Markov chain
- Key People:
- Andrey Andreyevich Markov
- Related Topics:
- stochastic process
- Ornstein-Uhlenbeck process
Markov chain, sequence of possibly dependent discrete random variables (x1, x2, x3,…)—identified by increasing values of a parameter, commonly time—with the property that any prediction of the next value of the sequence (xn) is based on the last state (xn − 1) alone. That is, the future value of such a variable is independent of its past. The term Markov process is used for sequences in which the random variables can assume continuous values.
In mathematics, probability distributions such as Markov chains, in which the next state of the system depends only on the current state, are said to possess the Markov property and be “memoryless.” This term implies that the model has “forgotten” previous states.
Markov chains are named for the Russian mathematician Andrey Andreyevich Markov (1856–1922), who was the first to study them systematically. The first application of Markov chains was carried out by Markov himself, when he analyzed the first 20,000 characters in Aleksandr Pushkin’s novel in verse Eugene Onegin (1833).

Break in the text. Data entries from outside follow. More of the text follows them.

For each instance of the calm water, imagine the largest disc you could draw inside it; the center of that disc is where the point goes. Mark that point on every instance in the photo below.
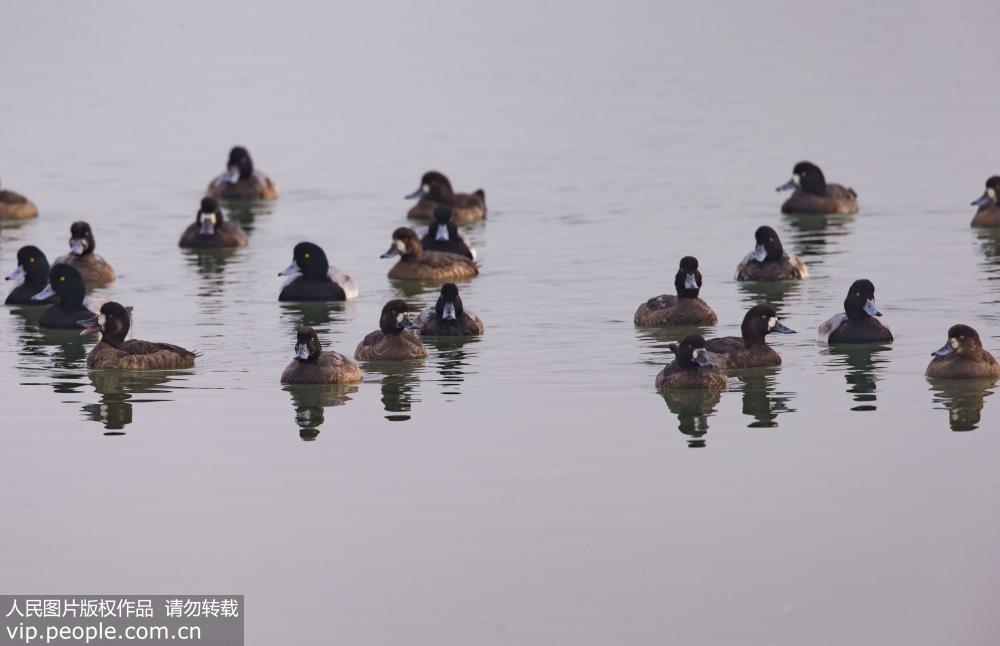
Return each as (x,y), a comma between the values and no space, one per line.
(530,487)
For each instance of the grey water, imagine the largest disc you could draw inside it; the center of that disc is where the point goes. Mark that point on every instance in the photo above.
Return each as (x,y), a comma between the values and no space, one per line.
(531,486)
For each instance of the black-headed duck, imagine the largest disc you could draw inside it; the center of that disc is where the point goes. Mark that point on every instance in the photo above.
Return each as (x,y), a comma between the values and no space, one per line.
(963,357)
(313,365)
(683,309)
(435,190)
(71,304)
(312,278)
(443,235)
(691,369)
(858,323)
(14,206)
(211,230)
(395,339)
(94,269)
(751,349)
(448,317)
(241,181)
(813,196)
(417,264)
(114,352)
(988,214)
(769,262)
(30,277)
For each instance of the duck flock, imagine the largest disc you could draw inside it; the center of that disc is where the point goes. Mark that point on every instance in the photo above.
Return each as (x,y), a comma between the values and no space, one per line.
(443,255)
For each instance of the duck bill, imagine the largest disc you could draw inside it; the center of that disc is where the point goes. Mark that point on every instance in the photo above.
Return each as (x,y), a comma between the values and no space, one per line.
(18,275)
(290,270)
(46,293)
(782,329)
(982,200)
(944,350)
(90,326)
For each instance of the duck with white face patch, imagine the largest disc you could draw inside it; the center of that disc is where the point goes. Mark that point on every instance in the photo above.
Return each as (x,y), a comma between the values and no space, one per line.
(963,357)
(859,322)
(988,213)
(211,230)
(684,308)
(94,269)
(751,349)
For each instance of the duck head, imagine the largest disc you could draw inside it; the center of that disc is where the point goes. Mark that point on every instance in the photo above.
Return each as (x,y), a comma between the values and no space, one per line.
(806,177)
(394,318)
(761,320)
(307,345)
(687,281)
(405,243)
(81,239)
(66,283)
(113,322)
(962,340)
(989,196)
(308,260)
(32,267)
(209,216)
(860,302)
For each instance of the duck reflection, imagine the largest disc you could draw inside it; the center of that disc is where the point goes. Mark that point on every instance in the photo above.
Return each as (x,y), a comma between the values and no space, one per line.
(963,399)
(310,401)
(399,387)
(761,399)
(863,363)
(812,234)
(118,390)
(692,408)
(451,360)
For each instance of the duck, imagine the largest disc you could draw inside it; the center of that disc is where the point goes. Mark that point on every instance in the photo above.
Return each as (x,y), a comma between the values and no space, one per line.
(14,206)
(751,349)
(395,339)
(313,365)
(417,264)
(30,277)
(448,317)
(71,302)
(692,368)
(988,214)
(312,278)
(241,181)
(443,235)
(435,190)
(94,269)
(813,196)
(963,357)
(769,262)
(210,229)
(858,323)
(686,308)
(113,352)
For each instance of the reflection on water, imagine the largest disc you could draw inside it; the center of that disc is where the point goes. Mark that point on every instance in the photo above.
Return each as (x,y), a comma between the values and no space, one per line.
(812,234)
(118,390)
(692,408)
(310,401)
(399,386)
(862,363)
(761,399)
(963,399)
(451,360)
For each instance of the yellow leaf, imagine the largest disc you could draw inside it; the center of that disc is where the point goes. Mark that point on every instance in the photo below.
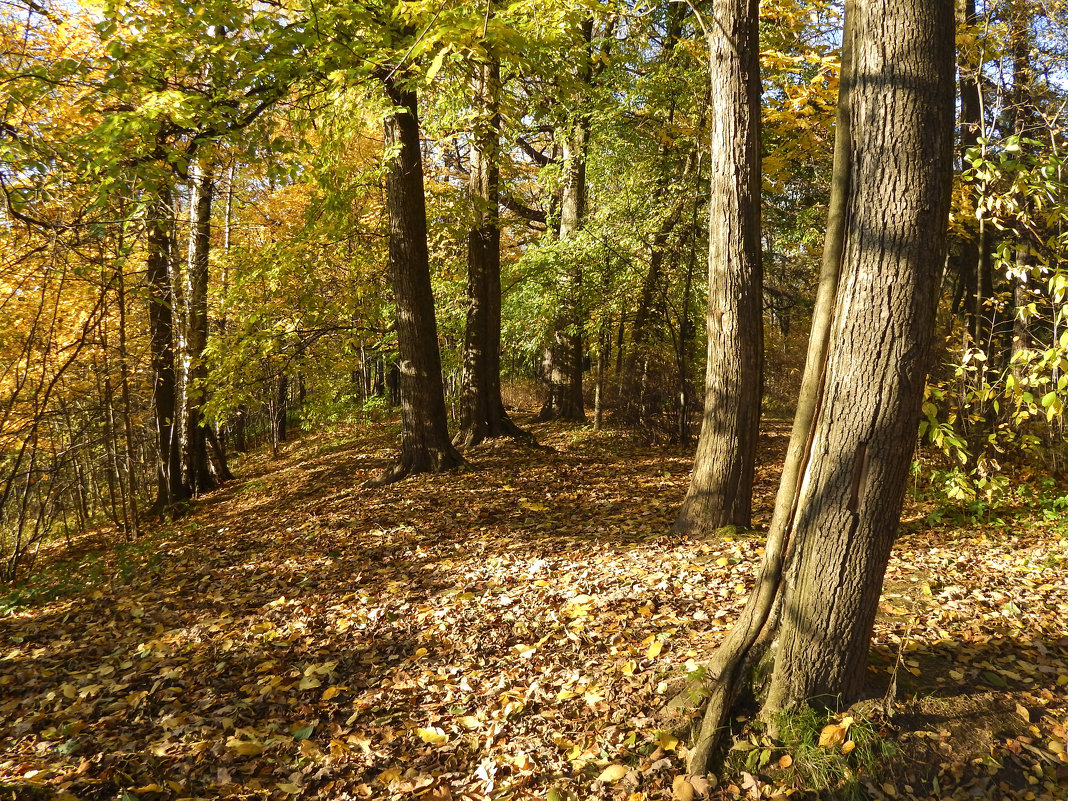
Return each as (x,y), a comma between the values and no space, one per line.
(309,749)
(681,789)
(245,748)
(832,736)
(668,742)
(612,773)
(432,736)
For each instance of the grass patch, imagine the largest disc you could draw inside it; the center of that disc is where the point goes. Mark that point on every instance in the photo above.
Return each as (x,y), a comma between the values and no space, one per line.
(819,754)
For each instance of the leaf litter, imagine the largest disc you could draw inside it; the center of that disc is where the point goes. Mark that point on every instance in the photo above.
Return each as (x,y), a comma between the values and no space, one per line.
(505,632)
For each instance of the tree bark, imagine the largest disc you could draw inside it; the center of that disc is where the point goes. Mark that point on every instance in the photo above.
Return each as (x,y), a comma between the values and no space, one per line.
(851,493)
(721,486)
(424,440)
(170,488)
(564,362)
(839,500)
(195,466)
(482,409)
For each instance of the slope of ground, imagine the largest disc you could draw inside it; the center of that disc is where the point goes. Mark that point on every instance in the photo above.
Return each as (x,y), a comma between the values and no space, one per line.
(503,632)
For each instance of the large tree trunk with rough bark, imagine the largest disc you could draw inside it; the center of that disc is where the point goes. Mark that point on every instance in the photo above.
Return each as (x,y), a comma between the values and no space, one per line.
(839,501)
(482,410)
(564,363)
(721,486)
(195,466)
(425,446)
(170,488)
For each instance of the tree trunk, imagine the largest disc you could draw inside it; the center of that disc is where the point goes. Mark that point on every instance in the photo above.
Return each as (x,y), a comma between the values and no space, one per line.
(482,409)
(721,486)
(839,501)
(424,440)
(170,488)
(564,368)
(194,460)
(281,408)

The probability of a vowel following a vowel was 0.128, and the probability of a vowel following a consonant was 0.663. Markov’s work inspired the American mathematician and electrical engineer Claude Shannon in the development of information theory, and Shannon modeled language as a Markov chain. The first Google search engine algorithm, PageRank, was a large Markov chain calculation (a 2.7 billion × 2.7 billion matrix).

Markov chains have been used in machine-learning models and studies of genes, as well as in modeling how animals choose habitats and how epidemics spread. Random walks, which describe random motions of some object, are Markov chains. Brownian motion is a random-walk phenomenon. Many economists believe that stock market fluctuations, at least over the short run, are random walks.